Adoptant le ton des Belles histoires de l’Oncle Paul2, l’une de ses dernières prestations, parue dans les colonnes de l’excellente revue L’ENA-Hors les murs3 s’intitule : « Un Moyen-Orient en chaos ». Sans en vérifier le fondement factuel, cette laborieuse dissertation commence par accréditer l’usage d’armes chimiques par l’armée syrienne au moment même où l’OIAC (Organisation de l’interdiction des armes chimiques) innocente les autorités syriennes d’une telle forfaiture. Les perles qui suivent, ne sont pas de culture, mais ont été péchées dans les plus grands fonds de l’Orientalisme.

Sur la situation au Yémen : « sous pression des Etats-Unis, de la Grande Bretagne et de la France des pourparlers ont été menés en Suède entre le gouvernement légal et les Houthistes ». C’est très exagéré aurait dit Mark Twain. Si l’Arabie saoudite a pu consentir à la tenue d’une telle négociation, c’est surtout parce que la monarchie wahhabite était considérablement affaiblie par les révélations concernant l’assassinat du « journaliste » Jamal Khashoggi au consulat saoudien d’Istanbul.

Sur le Pays du Cèdre : « au Liban, l’ordre règne. Les attentats ont cessé mais il s’agit essentiellement de l’ordre du Hezbollah dont l’influence a été confortée par les résultats des élections législatives de mai 2018 et qui contrôle une bonne partie du pays ». Les députés de La République en marche sont de nationalité française, semble-t-il. Ceux du Hezbollah semblent pareillement libanais. Mais s’il ne viendrait à personne de contester aux premiers leur appartenance à la communauté française, la libanité des seconds ne va pas de soi ; l’idéologie orientaliste consistant à en faire de simples relais de la République islamique d’Iran, ce qui est aussi très exagéré, voire plus simplement faux.

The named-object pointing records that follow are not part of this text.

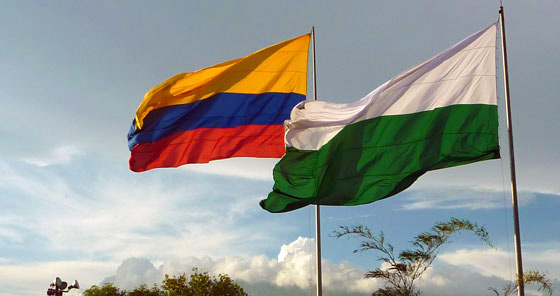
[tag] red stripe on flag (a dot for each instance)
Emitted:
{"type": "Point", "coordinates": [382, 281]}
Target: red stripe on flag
{"type": "Point", "coordinates": [205, 144]}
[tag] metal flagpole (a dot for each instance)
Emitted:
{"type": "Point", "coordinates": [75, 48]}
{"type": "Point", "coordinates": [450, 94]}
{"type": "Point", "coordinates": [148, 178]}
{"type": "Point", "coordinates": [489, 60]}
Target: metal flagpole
{"type": "Point", "coordinates": [519, 261]}
{"type": "Point", "coordinates": [317, 210]}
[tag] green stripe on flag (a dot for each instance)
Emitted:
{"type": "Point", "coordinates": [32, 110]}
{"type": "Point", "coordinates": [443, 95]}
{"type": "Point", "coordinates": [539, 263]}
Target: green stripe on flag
{"type": "Point", "coordinates": [373, 159]}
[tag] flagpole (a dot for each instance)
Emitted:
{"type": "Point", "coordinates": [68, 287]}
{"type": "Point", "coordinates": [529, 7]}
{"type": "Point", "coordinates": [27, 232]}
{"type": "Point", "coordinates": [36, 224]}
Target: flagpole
{"type": "Point", "coordinates": [517, 236]}
{"type": "Point", "coordinates": [317, 210]}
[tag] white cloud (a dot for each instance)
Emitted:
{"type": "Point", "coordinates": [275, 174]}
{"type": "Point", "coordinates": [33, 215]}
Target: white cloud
{"type": "Point", "coordinates": [497, 262]}
{"type": "Point", "coordinates": [294, 268]}
{"type": "Point", "coordinates": [58, 155]}
{"type": "Point", "coordinates": [461, 198]}
{"type": "Point", "coordinates": [250, 168]}
{"type": "Point", "coordinates": [113, 213]}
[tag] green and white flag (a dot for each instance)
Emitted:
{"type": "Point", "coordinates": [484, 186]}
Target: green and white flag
{"type": "Point", "coordinates": [441, 113]}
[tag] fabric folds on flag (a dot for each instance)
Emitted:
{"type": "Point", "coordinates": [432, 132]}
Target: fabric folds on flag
{"type": "Point", "coordinates": [441, 113]}
{"type": "Point", "coordinates": [233, 109]}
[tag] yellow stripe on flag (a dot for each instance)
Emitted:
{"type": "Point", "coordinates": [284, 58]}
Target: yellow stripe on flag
{"type": "Point", "coordinates": [278, 68]}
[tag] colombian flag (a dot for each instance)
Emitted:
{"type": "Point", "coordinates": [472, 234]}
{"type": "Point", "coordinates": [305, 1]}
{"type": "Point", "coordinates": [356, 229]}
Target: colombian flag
{"type": "Point", "coordinates": [233, 109]}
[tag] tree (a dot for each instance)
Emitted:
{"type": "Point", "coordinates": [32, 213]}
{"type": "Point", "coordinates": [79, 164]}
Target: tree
{"type": "Point", "coordinates": [403, 270]}
{"type": "Point", "coordinates": [107, 289]}
{"type": "Point", "coordinates": [529, 277]}
{"type": "Point", "coordinates": [201, 284]}
{"type": "Point", "coordinates": [143, 290]}
{"type": "Point", "coordinates": [198, 284]}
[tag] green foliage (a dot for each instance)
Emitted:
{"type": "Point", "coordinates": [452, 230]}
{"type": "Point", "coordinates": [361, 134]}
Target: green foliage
{"type": "Point", "coordinates": [198, 284]}
{"type": "Point", "coordinates": [107, 289]}
{"type": "Point", "coordinates": [530, 277]}
{"type": "Point", "coordinates": [143, 290]}
{"type": "Point", "coordinates": [201, 284]}
{"type": "Point", "coordinates": [409, 265]}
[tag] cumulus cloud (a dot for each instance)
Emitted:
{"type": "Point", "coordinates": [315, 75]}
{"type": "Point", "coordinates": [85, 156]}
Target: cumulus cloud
{"type": "Point", "coordinates": [293, 272]}
{"type": "Point", "coordinates": [58, 155]}
{"type": "Point", "coordinates": [498, 262]}
{"type": "Point", "coordinates": [250, 168]}
{"type": "Point", "coordinates": [293, 268]}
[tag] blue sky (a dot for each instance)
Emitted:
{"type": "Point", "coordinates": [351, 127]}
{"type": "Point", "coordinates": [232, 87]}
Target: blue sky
{"type": "Point", "coordinates": [74, 73]}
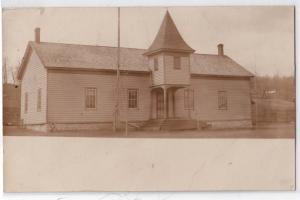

A propos du Liban et du Hezbollah encore : « le Liban sud constitue une zone sensible, où le Hezbollah s’est enterré avec un arsenal important de missiles de différentes portées. Cette situation constitue une véritable menace pour la sécurité d’Israël ». N’oublions pas les motos de trial permettant aux forces spéciales du Hezb. une mobilité accrue et les missiles tactiques de moyenne et longue portées mettant la centrale nucléaire israélienne de Dimona à portée du Hezb. C’est l’un des fleurons de l’idéologie orientaliste : seule importe la sécurité d’Israël, celle du Liban, de la Syrie et des autres voisins arabes ne pouvant prétendre constituer une question digne d’intérêt.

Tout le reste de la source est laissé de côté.